Les Etats-Unis félicitent Lai Ching-te mais ne soutiennent pas l'indépendance de Taïwan
Les Etats-Unis ont félicité samedi Lai Ching-te pour sa victoire à l'élection présidentielle à Taïwan, tout en réitérant ne pas soutenir l'indépendance de l'île autonome, revendiquée par la Chine. "Nous ne soutenons pas l'indépendance", a déclaré le président américain Joe Biden à la presse en sortant de la Maison Blanche. Le chef de la diplomatie américaine Antony Blinken a félicité Lai Ching-te pour sa victoire, ainsi que "le peuple taïwanais pour avoir démontré une nouvelle fois la force de son système démocratique et de son processus électoral solides".

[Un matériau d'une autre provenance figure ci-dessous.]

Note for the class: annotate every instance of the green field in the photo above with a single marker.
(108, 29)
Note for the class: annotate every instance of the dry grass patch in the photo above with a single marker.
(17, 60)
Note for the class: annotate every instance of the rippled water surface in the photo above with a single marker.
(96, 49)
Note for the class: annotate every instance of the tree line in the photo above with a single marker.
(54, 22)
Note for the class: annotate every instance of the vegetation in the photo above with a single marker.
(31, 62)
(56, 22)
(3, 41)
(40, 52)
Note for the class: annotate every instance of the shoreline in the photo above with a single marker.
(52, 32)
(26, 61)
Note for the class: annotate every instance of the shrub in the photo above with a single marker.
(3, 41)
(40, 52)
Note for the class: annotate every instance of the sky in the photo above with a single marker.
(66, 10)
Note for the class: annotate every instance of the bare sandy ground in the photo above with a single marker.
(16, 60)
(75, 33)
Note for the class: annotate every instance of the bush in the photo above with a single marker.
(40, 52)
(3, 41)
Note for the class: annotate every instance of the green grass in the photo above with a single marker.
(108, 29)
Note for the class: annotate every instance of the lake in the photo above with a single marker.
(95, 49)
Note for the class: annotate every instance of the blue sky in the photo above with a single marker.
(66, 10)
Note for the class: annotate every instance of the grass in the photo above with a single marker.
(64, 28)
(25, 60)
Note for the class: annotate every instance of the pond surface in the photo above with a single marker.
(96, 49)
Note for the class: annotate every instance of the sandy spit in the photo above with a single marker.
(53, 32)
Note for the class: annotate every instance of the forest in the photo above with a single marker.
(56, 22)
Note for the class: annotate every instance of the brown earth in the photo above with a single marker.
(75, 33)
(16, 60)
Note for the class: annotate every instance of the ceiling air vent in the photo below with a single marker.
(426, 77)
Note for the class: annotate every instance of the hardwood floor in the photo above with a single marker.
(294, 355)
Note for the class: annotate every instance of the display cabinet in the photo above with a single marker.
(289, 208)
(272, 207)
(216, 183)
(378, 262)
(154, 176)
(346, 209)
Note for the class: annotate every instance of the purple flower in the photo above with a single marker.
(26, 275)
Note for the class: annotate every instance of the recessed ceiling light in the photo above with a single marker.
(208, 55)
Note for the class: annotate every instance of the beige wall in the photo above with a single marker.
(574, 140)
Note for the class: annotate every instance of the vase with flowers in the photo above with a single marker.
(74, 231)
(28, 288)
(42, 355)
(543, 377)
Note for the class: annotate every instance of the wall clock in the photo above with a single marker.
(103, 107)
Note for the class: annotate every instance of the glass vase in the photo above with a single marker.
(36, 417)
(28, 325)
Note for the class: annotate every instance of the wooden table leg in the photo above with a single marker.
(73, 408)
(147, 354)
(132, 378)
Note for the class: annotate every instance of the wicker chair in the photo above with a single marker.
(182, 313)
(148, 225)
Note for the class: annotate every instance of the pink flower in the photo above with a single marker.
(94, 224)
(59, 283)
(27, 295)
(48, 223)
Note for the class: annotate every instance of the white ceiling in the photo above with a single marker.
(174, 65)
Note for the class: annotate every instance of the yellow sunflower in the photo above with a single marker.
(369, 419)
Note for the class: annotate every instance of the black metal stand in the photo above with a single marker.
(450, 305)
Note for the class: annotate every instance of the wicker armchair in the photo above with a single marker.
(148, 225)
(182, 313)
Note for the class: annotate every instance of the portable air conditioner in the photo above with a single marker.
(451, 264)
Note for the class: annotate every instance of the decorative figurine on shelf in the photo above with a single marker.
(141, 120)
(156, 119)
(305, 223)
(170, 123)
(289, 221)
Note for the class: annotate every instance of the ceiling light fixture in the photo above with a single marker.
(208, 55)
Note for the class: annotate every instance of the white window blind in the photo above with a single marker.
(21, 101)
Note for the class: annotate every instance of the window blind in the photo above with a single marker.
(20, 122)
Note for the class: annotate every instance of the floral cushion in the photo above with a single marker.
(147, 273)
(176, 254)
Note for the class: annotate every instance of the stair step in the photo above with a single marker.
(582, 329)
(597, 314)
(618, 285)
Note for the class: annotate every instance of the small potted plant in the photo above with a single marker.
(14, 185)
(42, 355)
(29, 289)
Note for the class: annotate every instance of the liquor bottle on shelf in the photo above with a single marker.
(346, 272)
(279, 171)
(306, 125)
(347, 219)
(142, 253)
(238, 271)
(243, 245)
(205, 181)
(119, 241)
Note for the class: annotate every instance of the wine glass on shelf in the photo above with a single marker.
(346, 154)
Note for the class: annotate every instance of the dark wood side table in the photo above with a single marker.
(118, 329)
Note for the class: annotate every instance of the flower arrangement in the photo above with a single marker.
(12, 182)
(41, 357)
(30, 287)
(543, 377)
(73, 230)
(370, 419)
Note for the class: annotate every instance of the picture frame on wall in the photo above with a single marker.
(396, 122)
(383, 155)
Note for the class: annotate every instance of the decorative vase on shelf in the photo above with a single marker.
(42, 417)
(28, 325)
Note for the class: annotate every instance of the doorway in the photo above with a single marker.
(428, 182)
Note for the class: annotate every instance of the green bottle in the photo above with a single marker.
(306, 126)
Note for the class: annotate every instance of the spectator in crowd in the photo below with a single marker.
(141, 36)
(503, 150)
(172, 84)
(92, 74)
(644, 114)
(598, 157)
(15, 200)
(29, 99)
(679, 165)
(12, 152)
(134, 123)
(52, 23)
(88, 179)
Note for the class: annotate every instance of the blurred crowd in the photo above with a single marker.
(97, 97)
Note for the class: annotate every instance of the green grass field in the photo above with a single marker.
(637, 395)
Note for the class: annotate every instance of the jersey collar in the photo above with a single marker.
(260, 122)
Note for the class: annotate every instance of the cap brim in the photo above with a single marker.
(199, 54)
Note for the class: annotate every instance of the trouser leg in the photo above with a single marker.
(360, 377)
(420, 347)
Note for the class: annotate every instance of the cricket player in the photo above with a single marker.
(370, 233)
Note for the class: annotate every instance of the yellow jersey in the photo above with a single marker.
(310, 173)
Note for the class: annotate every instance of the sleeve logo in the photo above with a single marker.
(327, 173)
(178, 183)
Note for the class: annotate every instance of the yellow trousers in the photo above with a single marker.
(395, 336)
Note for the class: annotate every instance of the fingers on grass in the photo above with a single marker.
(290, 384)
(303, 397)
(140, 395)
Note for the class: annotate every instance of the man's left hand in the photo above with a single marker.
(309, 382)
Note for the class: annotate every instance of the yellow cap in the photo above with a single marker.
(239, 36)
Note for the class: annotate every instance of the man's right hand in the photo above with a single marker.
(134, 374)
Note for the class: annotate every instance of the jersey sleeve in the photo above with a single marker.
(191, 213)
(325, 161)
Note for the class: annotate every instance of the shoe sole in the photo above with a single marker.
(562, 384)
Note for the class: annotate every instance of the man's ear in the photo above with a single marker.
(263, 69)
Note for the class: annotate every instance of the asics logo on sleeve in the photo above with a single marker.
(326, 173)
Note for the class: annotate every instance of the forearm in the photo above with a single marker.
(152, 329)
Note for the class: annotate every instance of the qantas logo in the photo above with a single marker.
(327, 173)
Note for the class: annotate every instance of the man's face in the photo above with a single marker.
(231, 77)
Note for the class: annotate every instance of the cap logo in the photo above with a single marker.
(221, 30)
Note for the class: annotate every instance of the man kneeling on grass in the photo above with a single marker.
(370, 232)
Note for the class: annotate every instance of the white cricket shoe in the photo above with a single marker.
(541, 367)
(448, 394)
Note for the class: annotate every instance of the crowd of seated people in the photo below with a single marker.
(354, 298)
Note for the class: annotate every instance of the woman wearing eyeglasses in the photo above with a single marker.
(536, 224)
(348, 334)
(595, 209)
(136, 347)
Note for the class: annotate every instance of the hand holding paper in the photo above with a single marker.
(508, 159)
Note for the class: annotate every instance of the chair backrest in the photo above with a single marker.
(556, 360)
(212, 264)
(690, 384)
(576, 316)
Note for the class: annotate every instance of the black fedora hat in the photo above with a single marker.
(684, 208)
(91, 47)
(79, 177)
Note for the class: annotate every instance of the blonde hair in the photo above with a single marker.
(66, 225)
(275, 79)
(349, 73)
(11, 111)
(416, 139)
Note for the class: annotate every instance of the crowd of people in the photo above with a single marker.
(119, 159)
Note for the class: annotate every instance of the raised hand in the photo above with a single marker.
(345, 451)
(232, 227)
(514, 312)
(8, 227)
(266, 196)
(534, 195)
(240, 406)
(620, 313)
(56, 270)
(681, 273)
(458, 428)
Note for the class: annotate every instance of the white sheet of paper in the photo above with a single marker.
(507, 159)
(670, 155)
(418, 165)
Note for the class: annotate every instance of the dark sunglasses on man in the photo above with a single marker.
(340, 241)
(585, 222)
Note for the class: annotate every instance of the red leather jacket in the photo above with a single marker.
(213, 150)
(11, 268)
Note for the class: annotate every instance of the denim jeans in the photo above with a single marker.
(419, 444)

Les Etats-Unis ne reconnaissent pas Taïwan comme un Etat et considèrent la République populaire de Chine comme seul gouvernement légitime, mais apportent néanmoins à l'île une aide militaire importante. Washington a prévu d'envoyer une "délégation informelle" sur l'île après le vote. "Les Etats-Unis sont engagés à maintenir la paix et la stabilité à travers le détroit (de Taïwan) et la résolution pacifique des différences, libre de toute pression et coercition", a déclaré dans un communiqué le secrétaire d'Etat américain.
Antony Blinken a affirmé en outre se réjouir de travailler dans l'avenir avec Lai Ching-te "pour faire progresser nos intérêts et valeurs partagés, et poursuivre notre relation non officielle de longue date, de manière cohérente" avec la position officielle des Etats-Unis. "Le partenariat entre les peuples américain et taïwanais, enraciné dans les valeurs démocratiques, continue de s'élargir et de s'approfondir à travers les liens économiques, culturels, et de peuple à peuple", a-t-il déclaré. Le président du Paraguay, un des rares pays dans le monde à reconnaître Taïwan, a félicité Lai Ching-te dans un appel vidéo : Santiago Peña s'est dit "heureux de voir Taïwan prouver une fois de plus ses valeurs via des élections démocratiques", selon un communiqué du DPP.
Modèle de démocratie
Son principal opposant Hou Yu-ih, 66 ans, candidat du Kuomintang (KMT) qui prônait un rapprochement avec Pékin, a obtenu 33,5% des votes, selon le décompte de la Commission électorale centrale. En début de soirée, il a reconnu sa défaite face à ses partisans : "Je respecte la décision finale du peuple taïwanais" et "je félicite Lai Ching-te et Hsiao Bi-khim (sa colistière, ndlr) pour leur élection, en espérant qu'ils ne décevront pas les attentes du peuple taïwanais". Le troisième candidat, Ko Wen-je, 64 ans, du petit Parti populaire taïwanais (TPP) et qui se présente comme anti-establishment, est troisième avec 26,5%. Il a lui aussi concédé la défaite.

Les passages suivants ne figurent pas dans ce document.